= Morris Szeftel =

Morris Szeftel is an academic who worked at the University of Leeds and supported the Leeds University Centre for African Studies. He is also a contributing author to the Review of African Political Economy and is an editor of the Journal of Southern African Studies

==Early life and education==
Szeftel was educated at the universities of Cape Town (BA), Zambia (MA) and Manchester (PhD).

==Academic career==
Szeftel was (as at 1983) a lecturer in the department of politics at the University of Leeds.

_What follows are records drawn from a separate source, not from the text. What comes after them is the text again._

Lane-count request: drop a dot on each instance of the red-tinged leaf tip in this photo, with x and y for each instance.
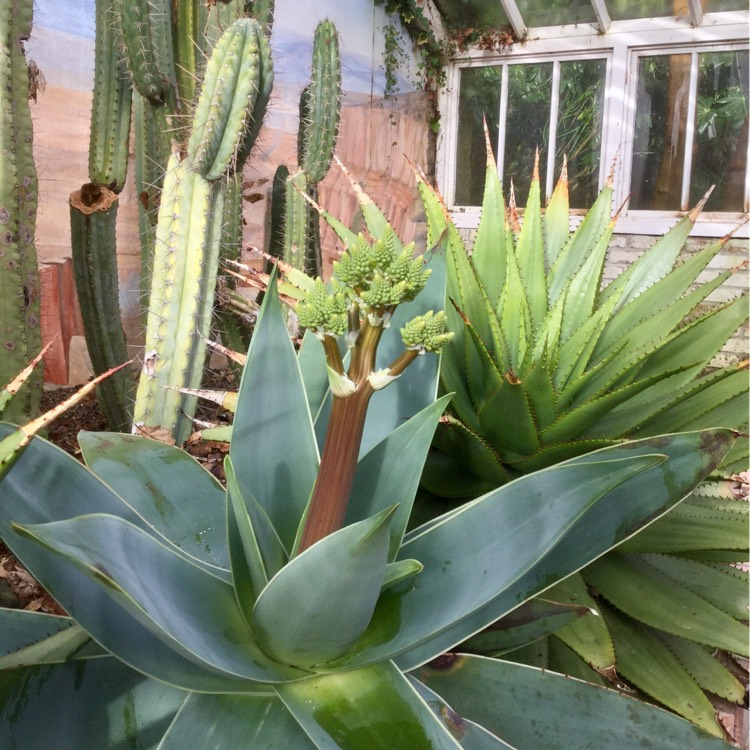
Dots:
(694, 212)
(611, 176)
(15, 384)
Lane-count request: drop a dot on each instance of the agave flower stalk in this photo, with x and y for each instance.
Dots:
(370, 280)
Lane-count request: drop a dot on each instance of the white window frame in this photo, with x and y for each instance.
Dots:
(623, 44)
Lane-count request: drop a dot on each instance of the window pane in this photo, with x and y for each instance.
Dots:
(555, 12)
(526, 125)
(472, 13)
(579, 127)
(721, 124)
(479, 95)
(659, 138)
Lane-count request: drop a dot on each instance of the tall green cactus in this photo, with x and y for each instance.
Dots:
(320, 113)
(19, 275)
(189, 229)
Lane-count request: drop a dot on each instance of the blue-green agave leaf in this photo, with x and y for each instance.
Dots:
(191, 611)
(611, 520)
(315, 607)
(45, 706)
(166, 486)
(273, 412)
(36, 638)
(228, 722)
(480, 550)
(386, 474)
(371, 707)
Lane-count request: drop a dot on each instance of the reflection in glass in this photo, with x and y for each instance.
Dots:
(620, 10)
(579, 128)
(556, 12)
(479, 95)
(472, 13)
(721, 126)
(526, 126)
(659, 138)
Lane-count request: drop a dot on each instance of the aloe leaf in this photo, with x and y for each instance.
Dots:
(549, 455)
(375, 489)
(42, 706)
(374, 706)
(532, 708)
(582, 290)
(616, 517)
(35, 638)
(578, 420)
(334, 586)
(717, 398)
(557, 219)
(488, 256)
(724, 586)
(587, 636)
(470, 451)
(530, 254)
(707, 671)
(641, 591)
(167, 487)
(190, 610)
(273, 411)
(666, 293)
(695, 403)
(469, 735)
(646, 662)
(698, 523)
(511, 529)
(574, 253)
(533, 620)
(228, 722)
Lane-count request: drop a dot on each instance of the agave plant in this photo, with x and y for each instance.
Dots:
(547, 364)
(291, 608)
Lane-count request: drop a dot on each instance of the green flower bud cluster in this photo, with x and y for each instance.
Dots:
(380, 276)
(426, 333)
(324, 310)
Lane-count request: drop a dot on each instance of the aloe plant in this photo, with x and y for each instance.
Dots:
(19, 275)
(292, 606)
(547, 364)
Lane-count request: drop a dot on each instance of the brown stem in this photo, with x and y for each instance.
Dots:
(337, 466)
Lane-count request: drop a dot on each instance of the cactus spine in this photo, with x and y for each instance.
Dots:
(320, 113)
(19, 276)
(189, 231)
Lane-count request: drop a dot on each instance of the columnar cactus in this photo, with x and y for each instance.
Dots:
(320, 112)
(93, 217)
(19, 277)
(189, 229)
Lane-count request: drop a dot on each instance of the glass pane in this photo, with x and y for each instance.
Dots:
(471, 13)
(479, 95)
(556, 12)
(721, 126)
(579, 127)
(526, 126)
(620, 10)
(659, 138)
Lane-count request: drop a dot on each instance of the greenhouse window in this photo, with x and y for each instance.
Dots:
(662, 100)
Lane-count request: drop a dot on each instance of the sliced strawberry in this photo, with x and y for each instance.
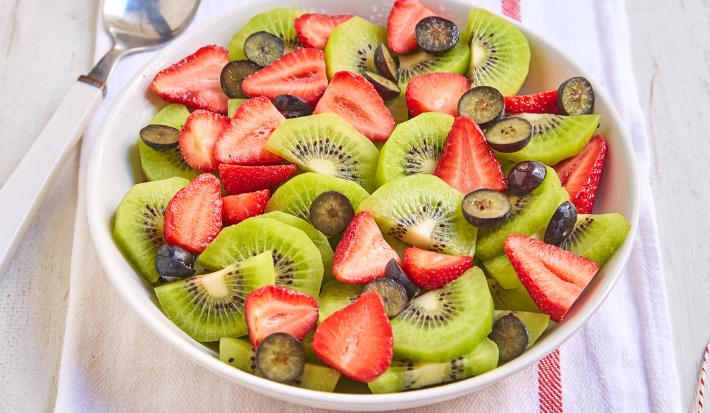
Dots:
(356, 340)
(543, 102)
(435, 92)
(300, 73)
(581, 175)
(193, 217)
(468, 163)
(431, 270)
(198, 137)
(554, 277)
(403, 19)
(314, 29)
(362, 254)
(237, 208)
(275, 309)
(194, 81)
(239, 179)
(355, 100)
(243, 140)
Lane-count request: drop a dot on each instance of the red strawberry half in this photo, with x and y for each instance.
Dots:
(239, 179)
(543, 102)
(554, 277)
(300, 73)
(243, 140)
(356, 340)
(194, 81)
(355, 100)
(314, 29)
(193, 217)
(402, 20)
(237, 208)
(198, 137)
(580, 175)
(468, 163)
(362, 254)
(431, 270)
(435, 92)
(275, 309)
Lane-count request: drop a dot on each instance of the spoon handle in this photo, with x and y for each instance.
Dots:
(24, 190)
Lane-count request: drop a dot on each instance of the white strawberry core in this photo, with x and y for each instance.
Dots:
(214, 284)
(323, 166)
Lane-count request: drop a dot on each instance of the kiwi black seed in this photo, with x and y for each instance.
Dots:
(331, 212)
(232, 76)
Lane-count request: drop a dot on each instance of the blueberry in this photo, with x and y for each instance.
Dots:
(174, 263)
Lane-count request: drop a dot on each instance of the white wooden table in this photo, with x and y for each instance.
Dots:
(44, 45)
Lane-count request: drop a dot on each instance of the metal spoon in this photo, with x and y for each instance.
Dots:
(134, 25)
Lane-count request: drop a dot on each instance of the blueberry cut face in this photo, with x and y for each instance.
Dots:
(174, 263)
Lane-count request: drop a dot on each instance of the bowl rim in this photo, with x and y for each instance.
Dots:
(103, 243)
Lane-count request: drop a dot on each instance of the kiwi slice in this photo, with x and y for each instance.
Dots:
(419, 62)
(239, 353)
(500, 54)
(233, 105)
(536, 323)
(336, 295)
(403, 375)
(296, 195)
(597, 236)
(326, 144)
(554, 137)
(297, 261)
(530, 214)
(157, 165)
(138, 227)
(414, 147)
(351, 46)
(424, 211)
(210, 306)
(278, 22)
(317, 237)
(516, 299)
(444, 323)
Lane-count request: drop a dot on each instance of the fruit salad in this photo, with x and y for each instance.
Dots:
(331, 200)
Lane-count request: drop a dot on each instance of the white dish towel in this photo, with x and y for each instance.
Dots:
(621, 361)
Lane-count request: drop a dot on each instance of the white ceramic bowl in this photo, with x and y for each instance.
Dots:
(114, 169)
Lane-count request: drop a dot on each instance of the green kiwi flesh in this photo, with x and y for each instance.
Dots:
(157, 165)
(517, 299)
(536, 323)
(554, 137)
(297, 261)
(444, 323)
(530, 214)
(351, 46)
(500, 53)
(278, 22)
(336, 295)
(211, 306)
(414, 147)
(319, 240)
(326, 144)
(424, 211)
(233, 105)
(597, 236)
(296, 195)
(138, 227)
(238, 353)
(419, 62)
(403, 375)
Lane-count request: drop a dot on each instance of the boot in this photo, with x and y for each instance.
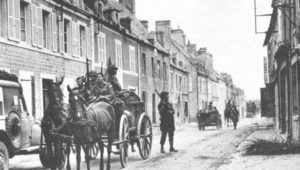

Szeftel taught the postgraduate modules on 'Africa in the Contemporary World' and 'Political Economy of Resources and Development' until 2005 and on 'Business, State and World Economy' and 'The Modern Corporation and the State' at Leeds University's school of politics and international studies (POLIS). He also taught undergraduate courses at Leeds on 'Political Corruption', 'The State and Politics in Africa', 'Government and Politics in India' and 'The Politics of Race, Class and Nationalism in South Africa'. In 2006 he gave the African Studies Annual Lecture at Leeds, entitled 'Supernumeraries of the Human Race: Reflections on the African "Holocaust"'.

==Marriage and children==
Szeftel was married to the feminist academic and development scholar Carolyn Baylies from 1977 until her death from cancer in 2003. They had two children.

==Publications==
Together with Baylies, Szeftel authored the book The Dynamics of the One-Party State in Zambia, which was published in 1984 by Manchester University Press. He also co-authored the book Voting for Democracy: Watershed Elections in Anglophone Africa [Ashgate, 1999]. He is author of numerous articles on political corruption in Africa, democratization in Zambia and in Africa generally, elections in Africa, ethnicity and race, and political conflict.